La structure de l’image rappelle un filet tout-encompassant et complexe, semblable à une toile d’araignée – ou un labyrinthe, que le fil conducteur de la composition navigue pour donner l’impression d’un tout. La matière et l’espace interagissent de manière miraculeuse, la matière se dématérialise tandis que nous regardons, et l’espace acquiert l’immensité de l’Univers, incommensurable avec la capacité des sens et de la compréhension humains.
Cependant, nous devrions noter que l’approche d’Ivanov n’a rien à voir avec l’hybris, l’hypertrophie de l’ego et le drame interne de l’artiste moderne. Pour Ivanov, l’inspiration est plutôt une manifestation d’humilité et d’émerveillement devant la contemplation des rythmes et lois cryptiques du monde créé. Son « visionnisme » n’est ni arbitraire ni subjectif. Il découle d’une compréhension plus profonde de l’unité cosmique et de l’inspiration de la matière qui est l’ossature de l’univers.

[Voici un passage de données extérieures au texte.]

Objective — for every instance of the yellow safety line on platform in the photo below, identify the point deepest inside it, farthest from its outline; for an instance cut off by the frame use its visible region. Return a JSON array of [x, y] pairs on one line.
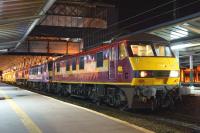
[[104, 115], [26, 120]]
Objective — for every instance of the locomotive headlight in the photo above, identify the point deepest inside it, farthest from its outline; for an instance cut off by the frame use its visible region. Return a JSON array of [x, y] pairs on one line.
[[143, 74], [174, 74]]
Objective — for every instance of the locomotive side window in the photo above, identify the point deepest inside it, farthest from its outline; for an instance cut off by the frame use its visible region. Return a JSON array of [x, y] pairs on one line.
[[50, 65], [67, 65], [58, 67], [162, 50], [99, 59], [122, 51], [81, 62], [74, 63], [142, 50]]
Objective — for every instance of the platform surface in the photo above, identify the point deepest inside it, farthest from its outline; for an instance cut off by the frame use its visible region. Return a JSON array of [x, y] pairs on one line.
[[23, 111]]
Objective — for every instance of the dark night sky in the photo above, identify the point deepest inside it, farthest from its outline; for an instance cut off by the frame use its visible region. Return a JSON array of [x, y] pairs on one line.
[[128, 8]]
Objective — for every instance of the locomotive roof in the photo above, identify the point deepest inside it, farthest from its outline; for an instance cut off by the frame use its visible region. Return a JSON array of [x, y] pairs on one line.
[[144, 37]]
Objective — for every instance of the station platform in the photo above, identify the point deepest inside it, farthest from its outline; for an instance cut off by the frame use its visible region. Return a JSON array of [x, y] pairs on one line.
[[22, 111]]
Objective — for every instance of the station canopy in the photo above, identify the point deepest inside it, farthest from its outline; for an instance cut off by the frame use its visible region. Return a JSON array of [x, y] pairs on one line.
[[18, 18]]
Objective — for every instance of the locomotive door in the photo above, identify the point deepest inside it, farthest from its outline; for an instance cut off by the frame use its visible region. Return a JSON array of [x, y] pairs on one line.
[[113, 54]]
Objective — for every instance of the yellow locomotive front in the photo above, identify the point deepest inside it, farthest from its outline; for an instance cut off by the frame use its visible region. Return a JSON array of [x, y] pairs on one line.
[[153, 64], [155, 74]]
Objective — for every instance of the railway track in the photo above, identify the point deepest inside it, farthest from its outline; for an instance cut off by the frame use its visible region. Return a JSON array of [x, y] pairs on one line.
[[187, 123]]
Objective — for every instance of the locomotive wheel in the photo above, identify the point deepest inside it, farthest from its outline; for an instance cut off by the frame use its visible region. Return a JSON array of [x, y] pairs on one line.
[[114, 97]]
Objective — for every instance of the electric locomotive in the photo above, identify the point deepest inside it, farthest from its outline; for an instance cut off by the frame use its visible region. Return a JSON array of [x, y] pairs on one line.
[[137, 71]]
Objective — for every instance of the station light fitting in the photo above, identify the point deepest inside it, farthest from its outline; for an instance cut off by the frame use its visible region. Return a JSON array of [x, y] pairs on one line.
[[179, 32], [182, 46]]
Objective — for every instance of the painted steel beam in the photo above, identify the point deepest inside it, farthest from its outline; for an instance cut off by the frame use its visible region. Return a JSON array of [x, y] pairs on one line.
[[58, 31]]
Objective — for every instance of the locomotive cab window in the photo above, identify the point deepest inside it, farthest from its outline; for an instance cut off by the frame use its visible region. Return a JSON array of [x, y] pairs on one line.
[[74, 63], [99, 59], [141, 50], [162, 50], [81, 62], [58, 67]]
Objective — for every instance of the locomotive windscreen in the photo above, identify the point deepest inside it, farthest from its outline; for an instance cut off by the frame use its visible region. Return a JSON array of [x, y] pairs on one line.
[[149, 50]]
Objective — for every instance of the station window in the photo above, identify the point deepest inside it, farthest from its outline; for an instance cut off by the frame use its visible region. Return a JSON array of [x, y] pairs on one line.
[[99, 59], [67, 65], [81, 62], [74, 63], [58, 67], [122, 51], [162, 50]]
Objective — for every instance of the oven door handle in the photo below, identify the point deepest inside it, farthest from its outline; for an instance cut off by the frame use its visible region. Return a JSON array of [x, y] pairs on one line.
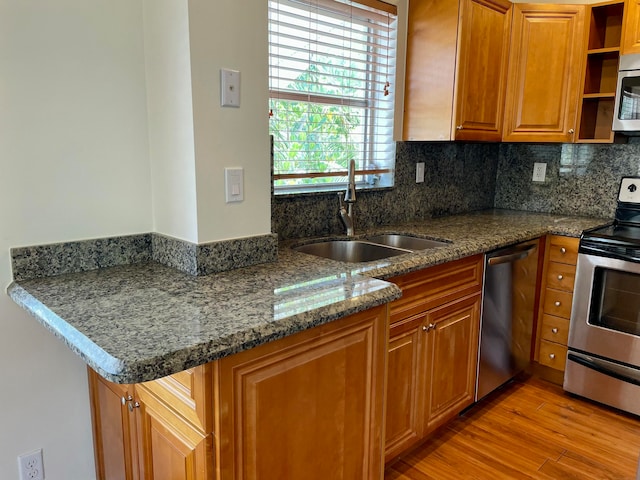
[[600, 367], [511, 256]]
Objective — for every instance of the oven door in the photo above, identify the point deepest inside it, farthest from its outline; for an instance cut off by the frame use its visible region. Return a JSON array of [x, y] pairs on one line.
[[605, 318]]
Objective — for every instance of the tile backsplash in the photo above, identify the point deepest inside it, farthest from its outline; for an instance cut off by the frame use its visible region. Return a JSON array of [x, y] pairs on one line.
[[458, 178], [581, 179]]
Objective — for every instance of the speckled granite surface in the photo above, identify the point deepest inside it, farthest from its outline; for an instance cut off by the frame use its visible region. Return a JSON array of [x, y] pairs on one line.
[[80, 256], [459, 177], [214, 257], [582, 179], [61, 258], [134, 323]]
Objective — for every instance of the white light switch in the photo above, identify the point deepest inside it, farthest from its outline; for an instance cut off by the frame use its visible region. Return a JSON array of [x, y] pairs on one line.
[[233, 182], [229, 88], [539, 172]]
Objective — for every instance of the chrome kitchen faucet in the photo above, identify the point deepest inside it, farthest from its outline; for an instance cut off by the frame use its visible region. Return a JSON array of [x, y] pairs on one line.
[[346, 213]]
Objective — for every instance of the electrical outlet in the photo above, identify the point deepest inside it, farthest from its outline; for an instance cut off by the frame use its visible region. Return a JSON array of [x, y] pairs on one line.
[[420, 172], [31, 466], [539, 172]]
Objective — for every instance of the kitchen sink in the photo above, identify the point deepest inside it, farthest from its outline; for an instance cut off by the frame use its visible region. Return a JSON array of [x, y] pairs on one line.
[[407, 242], [352, 251], [373, 248]]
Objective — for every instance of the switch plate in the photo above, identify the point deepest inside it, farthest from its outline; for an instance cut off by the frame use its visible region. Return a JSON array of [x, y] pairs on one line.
[[420, 172], [629, 190], [229, 88], [539, 172], [234, 184]]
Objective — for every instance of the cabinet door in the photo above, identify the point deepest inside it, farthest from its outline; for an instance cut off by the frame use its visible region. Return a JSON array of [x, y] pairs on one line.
[[630, 42], [546, 61], [485, 27], [405, 386], [307, 406], [432, 33], [114, 429], [170, 448], [451, 358]]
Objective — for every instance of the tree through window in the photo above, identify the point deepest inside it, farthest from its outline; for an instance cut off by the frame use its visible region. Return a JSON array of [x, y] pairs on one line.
[[331, 67]]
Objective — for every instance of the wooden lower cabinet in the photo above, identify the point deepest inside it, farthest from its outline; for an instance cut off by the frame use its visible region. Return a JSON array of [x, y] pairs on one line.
[[452, 359], [114, 430], [169, 447], [556, 299], [139, 436], [432, 355], [405, 386], [306, 406], [309, 406]]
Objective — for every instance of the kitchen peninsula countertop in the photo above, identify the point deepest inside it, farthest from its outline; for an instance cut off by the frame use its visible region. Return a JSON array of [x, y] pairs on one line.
[[139, 322]]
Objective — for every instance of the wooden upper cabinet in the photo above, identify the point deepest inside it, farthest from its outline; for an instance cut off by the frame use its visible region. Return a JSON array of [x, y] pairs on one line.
[[457, 55], [631, 28], [432, 33], [483, 58], [546, 63]]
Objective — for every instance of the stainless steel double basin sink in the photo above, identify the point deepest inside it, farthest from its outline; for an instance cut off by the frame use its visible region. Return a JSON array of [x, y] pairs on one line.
[[373, 248]]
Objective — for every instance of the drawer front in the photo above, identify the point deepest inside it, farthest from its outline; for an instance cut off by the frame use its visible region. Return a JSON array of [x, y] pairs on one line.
[[558, 303], [435, 286], [563, 250], [555, 329], [553, 355], [561, 276]]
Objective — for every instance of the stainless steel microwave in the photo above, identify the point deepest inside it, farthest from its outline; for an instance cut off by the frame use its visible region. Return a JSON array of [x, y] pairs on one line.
[[626, 114]]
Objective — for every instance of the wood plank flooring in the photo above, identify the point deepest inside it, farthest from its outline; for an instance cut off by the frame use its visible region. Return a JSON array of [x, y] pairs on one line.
[[529, 429]]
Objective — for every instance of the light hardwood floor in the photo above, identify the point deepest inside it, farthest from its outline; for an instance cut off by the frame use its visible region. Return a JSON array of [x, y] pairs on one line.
[[528, 429]]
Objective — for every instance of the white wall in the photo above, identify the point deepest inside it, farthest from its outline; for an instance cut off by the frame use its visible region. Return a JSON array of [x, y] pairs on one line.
[[170, 115], [74, 164], [230, 34]]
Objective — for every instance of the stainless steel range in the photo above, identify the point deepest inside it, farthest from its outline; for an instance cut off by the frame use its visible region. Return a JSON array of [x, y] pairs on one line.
[[603, 360]]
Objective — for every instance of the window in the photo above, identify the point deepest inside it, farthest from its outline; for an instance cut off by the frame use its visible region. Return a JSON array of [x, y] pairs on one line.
[[331, 68]]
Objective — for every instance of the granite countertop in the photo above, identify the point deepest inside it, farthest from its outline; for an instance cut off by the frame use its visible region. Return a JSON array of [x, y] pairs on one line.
[[139, 322]]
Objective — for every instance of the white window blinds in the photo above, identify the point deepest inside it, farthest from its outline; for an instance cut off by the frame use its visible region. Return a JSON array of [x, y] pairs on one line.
[[331, 74]]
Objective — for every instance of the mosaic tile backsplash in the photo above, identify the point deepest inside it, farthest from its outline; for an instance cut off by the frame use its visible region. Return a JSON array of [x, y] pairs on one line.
[[582, 179]]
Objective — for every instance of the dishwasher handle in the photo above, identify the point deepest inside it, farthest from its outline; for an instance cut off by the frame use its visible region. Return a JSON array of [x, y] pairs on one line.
[[511, 255]]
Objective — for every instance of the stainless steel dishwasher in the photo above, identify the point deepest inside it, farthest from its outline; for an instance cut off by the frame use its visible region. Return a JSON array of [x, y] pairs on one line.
[[508, 305]]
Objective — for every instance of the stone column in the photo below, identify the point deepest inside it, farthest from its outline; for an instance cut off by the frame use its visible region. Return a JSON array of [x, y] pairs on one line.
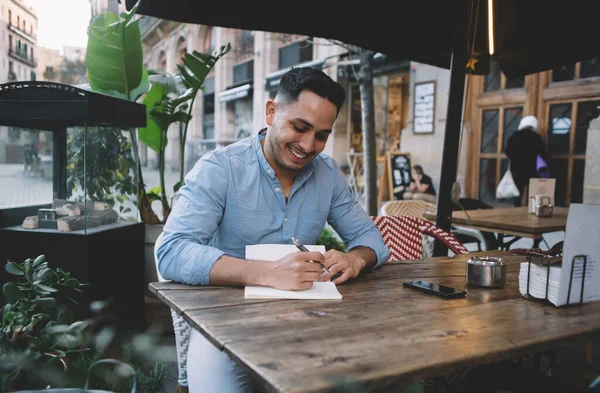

D’où ces étranges formes imaginaires, ces silhouettes allongées d’origine extraterrestre, ces interrelations rythmiques et spatiales complexes, ces objets et substances défiant la gravité – tous réalisés via des moyens d’expression merveilleusement simples. Et cela n’est qu’une petite partie du Monde de Vassil Ivanov.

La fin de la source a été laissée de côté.